This behavior differs from the normal state transitions I've expect for a container that fails within a Pod managed by a Deployment/ReplicaSet where the eventual state is a CrashLoopBackOff or Error which is easier to debug, and the container gets restarted by the higher level controller.

timflannagan avatar Mar 08 '22 17:03 timflannagan

I think this can be solved with static validation tooling, but it would be nice to expose failure states to the Bundle/BundleDeployment status', or even firing off events to make debugging invalid Bundle sources (e.g. a poorly formatted container image) an easier experience.

timflannagan avatar Mar 08 '22 17:03 timflannagan

I can't remember for sure, but I thought the provisioner logic for recreating the failed pod was subject to exponential backoff? That seems reasonable to me. But I agree that pod status and/or logs in that case should be propagated to the Bundle status.

joelanford avatar Mar 08 '22 18:03 joelanford

Exploring this. Out of curiosity, how is the original bundle malformed?

nsapse avatar Mar 25 '22 19:03 nsapse

@nsapse Basically the /manifests path in the container image was a file and not a directory like the provisioner was expecting.

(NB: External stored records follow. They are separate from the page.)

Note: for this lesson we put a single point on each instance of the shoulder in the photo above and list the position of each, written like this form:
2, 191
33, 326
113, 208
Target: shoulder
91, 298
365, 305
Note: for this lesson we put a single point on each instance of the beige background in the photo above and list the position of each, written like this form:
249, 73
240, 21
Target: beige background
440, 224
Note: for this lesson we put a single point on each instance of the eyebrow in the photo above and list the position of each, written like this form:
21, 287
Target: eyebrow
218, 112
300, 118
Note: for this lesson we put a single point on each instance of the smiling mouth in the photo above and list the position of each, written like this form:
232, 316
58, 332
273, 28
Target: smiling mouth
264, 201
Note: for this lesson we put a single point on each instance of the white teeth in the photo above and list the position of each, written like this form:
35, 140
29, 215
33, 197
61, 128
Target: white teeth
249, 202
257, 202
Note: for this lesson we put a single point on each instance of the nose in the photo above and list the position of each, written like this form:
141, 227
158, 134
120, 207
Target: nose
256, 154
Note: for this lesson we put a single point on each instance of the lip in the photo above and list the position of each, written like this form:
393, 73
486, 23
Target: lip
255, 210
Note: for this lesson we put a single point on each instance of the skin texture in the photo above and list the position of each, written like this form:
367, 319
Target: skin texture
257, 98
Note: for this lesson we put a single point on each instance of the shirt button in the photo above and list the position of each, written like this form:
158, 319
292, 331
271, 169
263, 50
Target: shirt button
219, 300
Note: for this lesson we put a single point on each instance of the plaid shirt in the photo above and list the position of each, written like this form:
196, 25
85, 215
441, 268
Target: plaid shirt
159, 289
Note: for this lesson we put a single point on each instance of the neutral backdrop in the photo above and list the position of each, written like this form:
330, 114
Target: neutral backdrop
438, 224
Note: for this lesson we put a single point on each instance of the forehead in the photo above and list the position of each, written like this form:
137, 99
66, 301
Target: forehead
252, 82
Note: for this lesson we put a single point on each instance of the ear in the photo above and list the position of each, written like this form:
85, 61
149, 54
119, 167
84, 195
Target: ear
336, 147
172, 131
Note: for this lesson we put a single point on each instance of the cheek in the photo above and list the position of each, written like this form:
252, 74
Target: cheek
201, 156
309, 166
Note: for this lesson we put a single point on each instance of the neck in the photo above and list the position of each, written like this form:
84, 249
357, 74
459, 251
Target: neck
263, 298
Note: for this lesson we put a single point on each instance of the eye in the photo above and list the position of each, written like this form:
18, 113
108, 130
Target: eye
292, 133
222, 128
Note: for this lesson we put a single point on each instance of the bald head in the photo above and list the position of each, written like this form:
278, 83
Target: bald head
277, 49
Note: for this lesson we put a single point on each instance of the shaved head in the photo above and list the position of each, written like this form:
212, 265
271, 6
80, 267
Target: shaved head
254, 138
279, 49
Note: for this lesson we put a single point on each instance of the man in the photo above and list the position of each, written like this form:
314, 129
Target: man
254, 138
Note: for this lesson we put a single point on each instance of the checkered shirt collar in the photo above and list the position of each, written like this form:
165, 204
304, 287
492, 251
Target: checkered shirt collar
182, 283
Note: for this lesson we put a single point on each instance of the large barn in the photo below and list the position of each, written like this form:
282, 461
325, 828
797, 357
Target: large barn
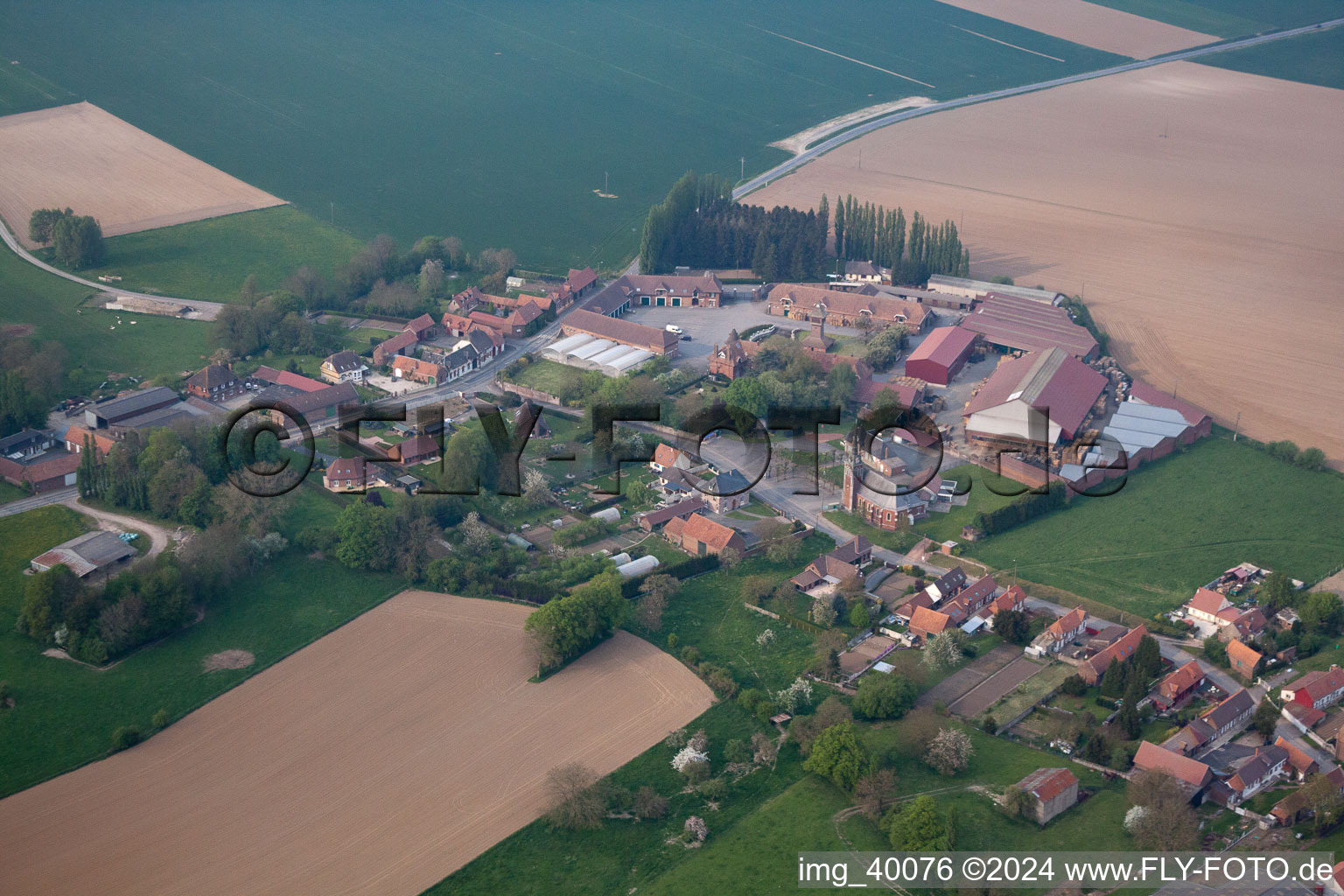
1053, 382
1015, 324
941, 355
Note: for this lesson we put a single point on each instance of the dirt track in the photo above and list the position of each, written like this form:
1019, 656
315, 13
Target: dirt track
1211, 254
375, 760
87, 158
1090, 24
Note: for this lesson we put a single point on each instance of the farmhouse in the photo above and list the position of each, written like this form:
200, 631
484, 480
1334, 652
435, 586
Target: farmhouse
399, 344
839, 308
75, 438
865, 273
1243, 660
1179, 685
346, 367
1060, 633
1037, 399
1316, 690
697, 535
85, 554
215, 383
654, 519
1191, 774
418, 371
125, 409
270, 376
353, 474
648, 339
978, 289
1095, 667
1051, 790
941, 355
727, 492
1013, 324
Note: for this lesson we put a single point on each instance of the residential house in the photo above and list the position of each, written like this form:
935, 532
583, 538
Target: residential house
215, 383
418, 449
1256, 774
1298, 762
727, 492
697, 535
1316, 690
353, 474
1051, 790
401, 344
1243, 660
263, 376
654, 519
344, 367
1191, 774
418, 371
1095, 667
825, 574
1179, 685
1231, 713
1060, 633
423, 326
927, 622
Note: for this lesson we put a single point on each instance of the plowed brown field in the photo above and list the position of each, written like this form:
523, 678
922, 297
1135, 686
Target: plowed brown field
1090, 24
89, 160
1198, 210
375, 760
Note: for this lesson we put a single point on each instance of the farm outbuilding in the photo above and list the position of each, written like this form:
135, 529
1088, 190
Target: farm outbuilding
941, 355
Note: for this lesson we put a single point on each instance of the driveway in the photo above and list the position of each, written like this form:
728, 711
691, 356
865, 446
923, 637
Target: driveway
159, 536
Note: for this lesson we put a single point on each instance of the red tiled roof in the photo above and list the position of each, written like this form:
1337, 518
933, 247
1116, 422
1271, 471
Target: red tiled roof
1050, 381
1153, 758
1181, 680
1242, 657
929, 621
1210, 602
942, 346
1047, 783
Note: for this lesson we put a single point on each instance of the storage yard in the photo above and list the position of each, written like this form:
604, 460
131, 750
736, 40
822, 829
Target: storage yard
89, 160
375, 760
1222, 294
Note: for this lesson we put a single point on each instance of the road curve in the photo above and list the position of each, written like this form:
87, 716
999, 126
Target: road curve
827, 145
12, 242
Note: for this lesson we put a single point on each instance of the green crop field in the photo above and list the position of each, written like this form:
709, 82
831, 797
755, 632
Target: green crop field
1179, 522
1230, 18
22, 90
52, 306
498, 122
1314, 58
65, 713
211, 258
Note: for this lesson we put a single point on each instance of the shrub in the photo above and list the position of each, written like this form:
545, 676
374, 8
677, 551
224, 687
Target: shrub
125, 738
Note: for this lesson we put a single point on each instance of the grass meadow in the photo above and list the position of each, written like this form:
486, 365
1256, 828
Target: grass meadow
1228, 18
498, 124
65, 713
1179, 522
54, 308
211, 258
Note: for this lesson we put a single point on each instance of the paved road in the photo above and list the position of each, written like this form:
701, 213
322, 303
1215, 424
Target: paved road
60, 496
205, 311
827, 145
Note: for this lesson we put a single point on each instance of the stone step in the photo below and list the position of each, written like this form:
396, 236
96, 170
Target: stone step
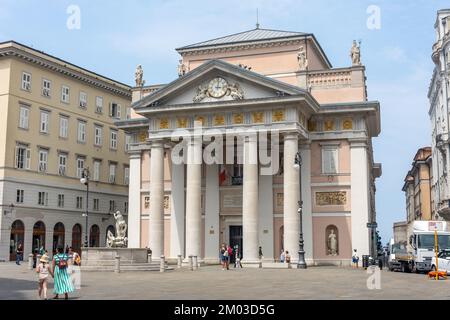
129, 267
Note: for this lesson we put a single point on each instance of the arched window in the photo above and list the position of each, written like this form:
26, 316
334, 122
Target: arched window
38, 236
113, 231
17, 236
332, 240
94, 236
76, 238
58, 236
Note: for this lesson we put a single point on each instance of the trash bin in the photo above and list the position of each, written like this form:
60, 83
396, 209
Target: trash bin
365, 261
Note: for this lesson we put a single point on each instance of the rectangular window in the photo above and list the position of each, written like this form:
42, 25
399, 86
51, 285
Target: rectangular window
112, 205
126, 176
19, 196
80, 167
114, 110
330, 161
43, 160
24, 117
65, 94
26, 81
112, 173
96, 170
42, 198
99, 104
45, 116
83, 100
113, 140
96, 204
81, 131
23, 157
62, 164
60, 201
127, 142
98, 135
46, 88
79, 202
63, 127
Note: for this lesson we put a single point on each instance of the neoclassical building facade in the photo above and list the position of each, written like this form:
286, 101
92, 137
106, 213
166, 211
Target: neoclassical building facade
212, 158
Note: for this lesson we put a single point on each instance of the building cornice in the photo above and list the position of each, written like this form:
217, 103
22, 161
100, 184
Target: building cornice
13, 49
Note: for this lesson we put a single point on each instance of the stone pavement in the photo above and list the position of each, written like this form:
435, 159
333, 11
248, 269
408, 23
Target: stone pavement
16, 282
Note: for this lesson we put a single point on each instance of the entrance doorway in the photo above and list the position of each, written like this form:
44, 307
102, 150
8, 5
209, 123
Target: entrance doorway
76, 238
236, 240
58, 236
38, 236
17, 236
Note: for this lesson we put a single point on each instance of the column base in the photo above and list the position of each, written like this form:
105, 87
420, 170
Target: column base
251, 264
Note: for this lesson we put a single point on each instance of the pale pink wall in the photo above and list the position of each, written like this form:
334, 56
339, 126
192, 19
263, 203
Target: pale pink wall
167, 238
144, 233
263, 60
277, 223
336, 95
344, 163
343, 225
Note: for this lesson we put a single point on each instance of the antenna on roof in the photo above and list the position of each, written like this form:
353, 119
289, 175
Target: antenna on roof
257, 18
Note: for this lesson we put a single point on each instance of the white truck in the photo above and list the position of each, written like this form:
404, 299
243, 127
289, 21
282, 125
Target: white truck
417, 254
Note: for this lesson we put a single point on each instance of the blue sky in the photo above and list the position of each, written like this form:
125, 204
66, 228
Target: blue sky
115, 37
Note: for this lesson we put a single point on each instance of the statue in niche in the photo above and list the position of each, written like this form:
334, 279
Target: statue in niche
332, 241
302, 60
355, 54
119, 241
138, 76
181, 69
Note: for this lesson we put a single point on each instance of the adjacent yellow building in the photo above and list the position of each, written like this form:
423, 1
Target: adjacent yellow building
56, 119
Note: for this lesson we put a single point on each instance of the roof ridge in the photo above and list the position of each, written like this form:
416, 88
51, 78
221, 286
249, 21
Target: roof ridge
211, 41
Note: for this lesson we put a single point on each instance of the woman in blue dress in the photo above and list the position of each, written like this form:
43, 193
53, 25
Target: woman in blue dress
63, 283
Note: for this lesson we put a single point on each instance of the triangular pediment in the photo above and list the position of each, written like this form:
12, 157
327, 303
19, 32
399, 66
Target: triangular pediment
217, 81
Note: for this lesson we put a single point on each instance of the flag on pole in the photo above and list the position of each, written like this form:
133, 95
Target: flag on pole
222, 174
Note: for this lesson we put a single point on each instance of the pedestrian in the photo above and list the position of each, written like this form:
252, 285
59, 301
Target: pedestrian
63, 283
237, 258
230, 254
282, 256
42, 270
19, 252
355, 258
74, 257
223, 256
288, 257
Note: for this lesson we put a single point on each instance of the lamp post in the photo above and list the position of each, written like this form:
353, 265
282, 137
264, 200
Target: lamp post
301, 264
85, 180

timflannagan avatar Mar 25 '22 19:03 timflannagan

Okay played around with this super briefly while watching the bruins: it looks like this is reproducible when the generated unpack Pod references a volume mount that doesn't exist (e.g. a ConfigMap volume source where the corev1.ObjectReference isn't present on the cluster), and as a result, the unpack Pod is stuck in the Pending phase until kubelet gives up waiting for that volume to be present before starting the contains in the unpack Pod.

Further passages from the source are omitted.